Test data in the cloud

How to make it affordable

April 14, 2020 | Bert Nienhuis

Lots of organizations are investigating the endless possibilities of cloud computing. For almost every letter of the alphabet it seems there is an “as a Service” variant available! From storage, hardware, databases, networking to software, almost everything can be bought from platforms like Microsoft Azure and Amazon AWS. Within minutes you can spin up new fast and large virtual machines and destroy them even faster, but how can you make this affordable?

An expensive opportunity

Migrating large organizations with on premise systems to the cloud can be quite difficult. Even investigating the different pricing options of the various instance types is not easy. Do you need a D2sV3 or E2sV3 and how does it compare to a r5d.large? In Azure alone there are more than 200 different instance configurations available. Broadly speaking, the pricing is dependent upon the number of CPU cores, memory and max disk capacity. Storage costs typically depend on the size, type (SSD or HDD) and the replication options you select.

When you are moving to AWS or Azure it’s not only your production data that goes into the cloud, but also your test and development environments. Most organizations that migrate to the cloud are already using Agile/DevOps methodologies. This ‘new’ way of working requires a different approach to handling test data. Each team should have their own test data and should not depend on other teams that use the same test data. The cloud can make available as many environments as you require, but even in the cloud these copies of production instances are extremely costly. Maybe you don’t require expensive disaster or replication features, but the overall configuration should probably match the production specification as closely as possible.

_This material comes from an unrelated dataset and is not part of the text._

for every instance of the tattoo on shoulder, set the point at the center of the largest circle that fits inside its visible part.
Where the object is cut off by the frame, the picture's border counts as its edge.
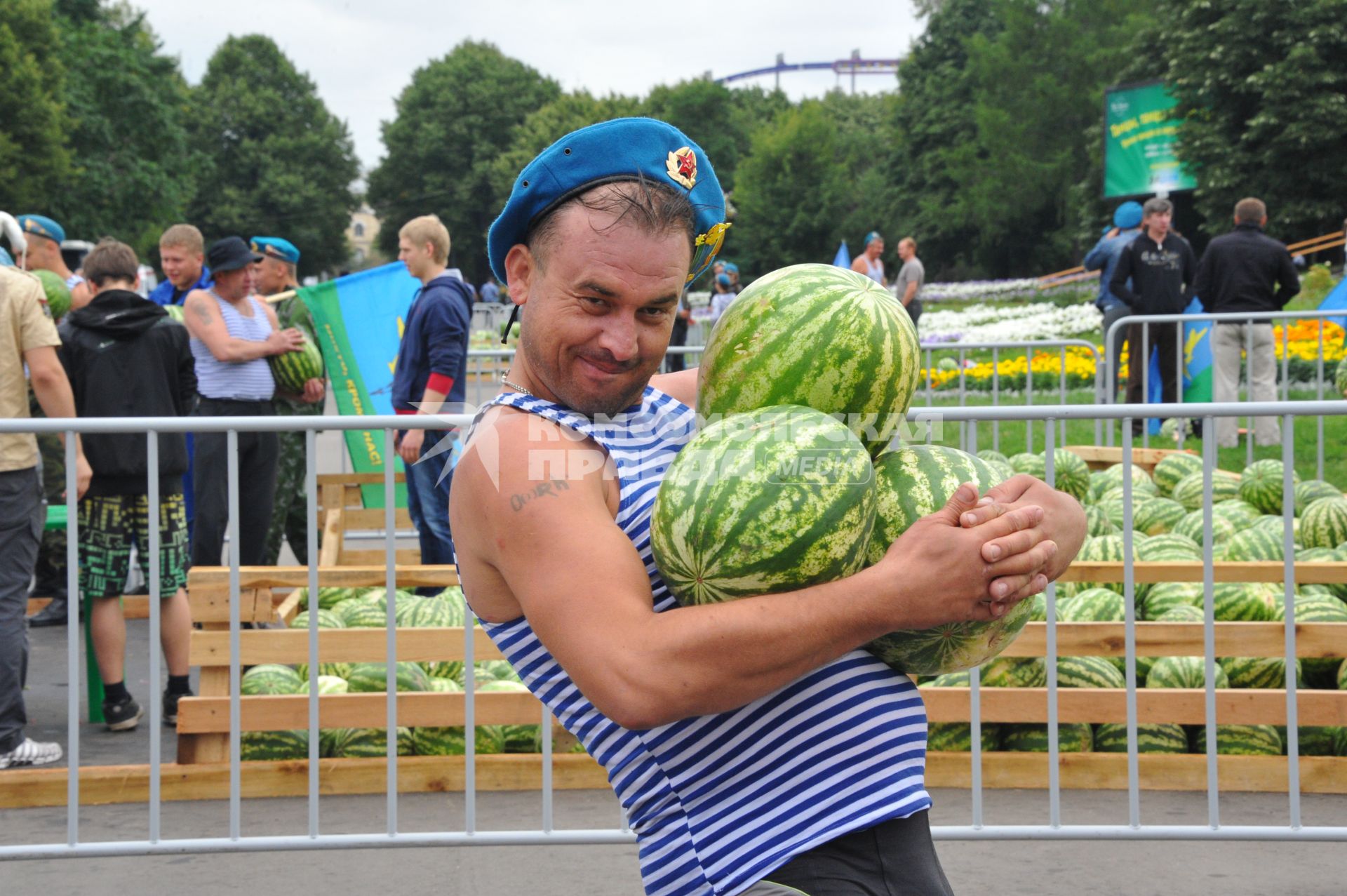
(543, 490)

Work with the right amount of test data

Fortunately working with full size test data copies is a thing of the past. Nowadays we can extract specific subsets, even anonymized, from large complex production databases for testing, development and training.

The real benefit of working with compact, good quality and safe test data is that you can truly unlock the full potential of the cloud. Working with the right amount of test data can easily save thousands of dollars since your development and test instances require less CPU power, less memory and less storage. Your Dev and QA teams become more efficient by controlling their own test data and can test more in less time. This leads to better quality software that can be released faster for the ultimate benefit of the business.

Data subsetting

Test data subsetting is extracting a smaller sized – referential integer set of data from a ‘production’ database to a non-production environment.